I’ve just gotten to the ward from A&E and separating myself from the voices is hard.

That’s probably an understatement – it is near impossible.

But I can do it. When they aren’t horrendously loud and I’m not massively tired; I can do it.

Being in Cygnet Hospital (Bierley) for two and a half years taught me a lot; and one lesson I did learn was to always try my hardest to fight these auditory hallucinations. Cygnet gave me new, safe, and healthy coping skills and I use all of them. Sometimes they’re enough. Sometimes they are not. But I try. The point is, I try. I don’t – though it might seem this way – go straight to the paracetamol and self-harm.

In a – perhaps twisted – way, this is a bad thing because it makes me feel enormously hopeless when all my new coping skills don’t work. And I feel like maybe it’s time to rely on other people to keep me safe and to help me to quieten the voices. I can only do so much myself and if others can’t give me that support, then I worry – and genuinely believe – I will die.

And I don’t think that is what I want. I think it’s the voices. Most of the time, at least.

I’m trying to cling onto the hope that once my medication is back in my system, maybe I’ll be well again. But that hope isn’t always enough. It isn’t always a match for the voices. I wish it was. I wish a lot of things were but the cruel reality is that eventually, these voices are going to win. They’re going to kill me.

I showed the above piece to a member of staff on the Ward and he said ‘as long as you’re here, we aren’t going to let that happen.’

I’m feeling much more positive this morning. I think that it has helped to have the Doctor respond in the way that he has – telling me that I need to accept the consequences of my decisions as opposed to telling me to take responsibility for my actions (something I’ve been told a lot recently). For some, this might sound one and the same (is that the right saying?) but not to me. I think that accepting consequences means more about ensuring you’re making a rational decision. Whereas, responsibility is more about acknowledging that you’ve perhaps made the wrong decision… or at least, that’s how I see it! And maybe I see it like this because I’m poorly or because of my experiences with these words and phrases. It’s another joy of mental health; questioning all of your thoughts and opinions, wondering whether you’re only having them as part of your ill health. It’s like when I began hallucinating and it made me question everything I saw and everything I heard.

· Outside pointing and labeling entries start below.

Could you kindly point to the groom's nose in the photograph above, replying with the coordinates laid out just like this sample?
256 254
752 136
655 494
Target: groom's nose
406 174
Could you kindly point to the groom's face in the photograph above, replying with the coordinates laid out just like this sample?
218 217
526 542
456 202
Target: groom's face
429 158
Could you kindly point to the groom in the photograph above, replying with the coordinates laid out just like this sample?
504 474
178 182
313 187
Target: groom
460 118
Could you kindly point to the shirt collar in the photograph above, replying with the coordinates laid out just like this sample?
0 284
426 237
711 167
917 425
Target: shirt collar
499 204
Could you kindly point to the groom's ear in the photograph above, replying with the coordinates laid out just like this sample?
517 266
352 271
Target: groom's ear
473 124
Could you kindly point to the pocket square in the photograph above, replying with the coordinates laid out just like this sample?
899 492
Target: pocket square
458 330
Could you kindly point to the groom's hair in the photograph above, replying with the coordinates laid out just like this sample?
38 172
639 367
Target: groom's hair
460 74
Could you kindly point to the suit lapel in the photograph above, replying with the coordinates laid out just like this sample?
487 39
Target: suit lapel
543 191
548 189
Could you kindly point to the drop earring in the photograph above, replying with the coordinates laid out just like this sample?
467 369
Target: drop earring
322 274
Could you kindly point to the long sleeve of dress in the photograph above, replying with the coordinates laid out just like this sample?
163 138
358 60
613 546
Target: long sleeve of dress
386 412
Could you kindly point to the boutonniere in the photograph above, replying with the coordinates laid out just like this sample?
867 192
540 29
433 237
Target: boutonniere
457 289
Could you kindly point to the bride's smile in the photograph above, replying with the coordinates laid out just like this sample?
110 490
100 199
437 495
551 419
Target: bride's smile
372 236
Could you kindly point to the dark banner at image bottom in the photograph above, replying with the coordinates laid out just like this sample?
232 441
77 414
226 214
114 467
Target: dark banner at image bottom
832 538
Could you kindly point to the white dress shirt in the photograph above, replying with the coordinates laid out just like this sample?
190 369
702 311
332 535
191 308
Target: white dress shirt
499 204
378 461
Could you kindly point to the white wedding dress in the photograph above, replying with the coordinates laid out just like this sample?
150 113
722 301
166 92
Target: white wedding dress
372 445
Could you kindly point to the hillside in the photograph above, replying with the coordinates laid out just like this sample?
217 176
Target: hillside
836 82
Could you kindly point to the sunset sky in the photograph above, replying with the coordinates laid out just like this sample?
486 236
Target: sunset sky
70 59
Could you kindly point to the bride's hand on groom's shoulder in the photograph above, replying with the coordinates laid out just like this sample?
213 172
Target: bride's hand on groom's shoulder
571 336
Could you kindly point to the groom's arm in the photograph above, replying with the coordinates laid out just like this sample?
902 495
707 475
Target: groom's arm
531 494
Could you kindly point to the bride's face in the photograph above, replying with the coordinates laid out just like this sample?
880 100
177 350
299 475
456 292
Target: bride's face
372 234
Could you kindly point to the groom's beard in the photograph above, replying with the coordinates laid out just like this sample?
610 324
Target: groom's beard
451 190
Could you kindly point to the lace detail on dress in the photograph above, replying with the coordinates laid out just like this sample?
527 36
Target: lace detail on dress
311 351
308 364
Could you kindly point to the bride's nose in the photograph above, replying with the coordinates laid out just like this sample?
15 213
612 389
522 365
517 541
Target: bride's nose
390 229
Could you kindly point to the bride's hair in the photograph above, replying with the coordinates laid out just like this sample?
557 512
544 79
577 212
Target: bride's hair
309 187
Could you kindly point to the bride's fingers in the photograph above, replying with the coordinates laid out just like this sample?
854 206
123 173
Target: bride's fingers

It must be hard for the professionals to make decisions like whether to discharge a patient, or whether to section them. And I think that a lot of it – I believe; wrongly – comes with the type of person that professional is. Are they compassionate? Do they hold any stigma against mental health? Do they prefer to ‘play it safe’ over ‘positive risk-taking’? And a lot of the time, this is hard to cope with; it seems like it’s a lack of continuity in care but it’s definitely something I’ve gotten used to – rightly or wrongly; I have.

I feel like I’ve rambled quite a lot in this and that everything has been a bit scattered and unfocused, but it’s been helpful to just write out everything that’s coming into my head on this hospital admission.

I just found out that a girl I met on my recent admission to Saint George’s Park has killed herself… whilst still an inpatient. At first, I was pretty hysterical and the poor Doctor who’d come all the way from Intensive Care to put a cannula in (mine had tissued) ended up having to leave me for a few minutes so that I could collect myself before I ran out of tissues! And then suddenly, I had this moment of clarity where I suddenly realized that this wasn’t what I wanted for my own life. I didn’t want to kill myself. I didn’t want to die in a Psychiatric Hospital all alone in my room. I stopped my eyes from leaking and told the Doctor to go ahead and put the cannula in no matter how painful it got!

Within hours, this new-found positivity had all but gone. The voices were loud, I wanted to die, and the Doctors told me that I had the capacity to discharge myself without completing the antidote treatment for my overdose.

To give this blog post a bit of a happy ending… I got home from Hospital, showered, ate pizza and chips, spent time with my pets, did some work and took Zopiclone. I haven’t taken it for a few weeks, so I slept from 4am until 7pm! I’m actually glad that I’ve slept my day away because I don’t know that I would’ve been safe had I been awake.

Plans for tomorrow?

A support session with my temporary Richmond Fellowship support worker and a visit from the Crisis Team!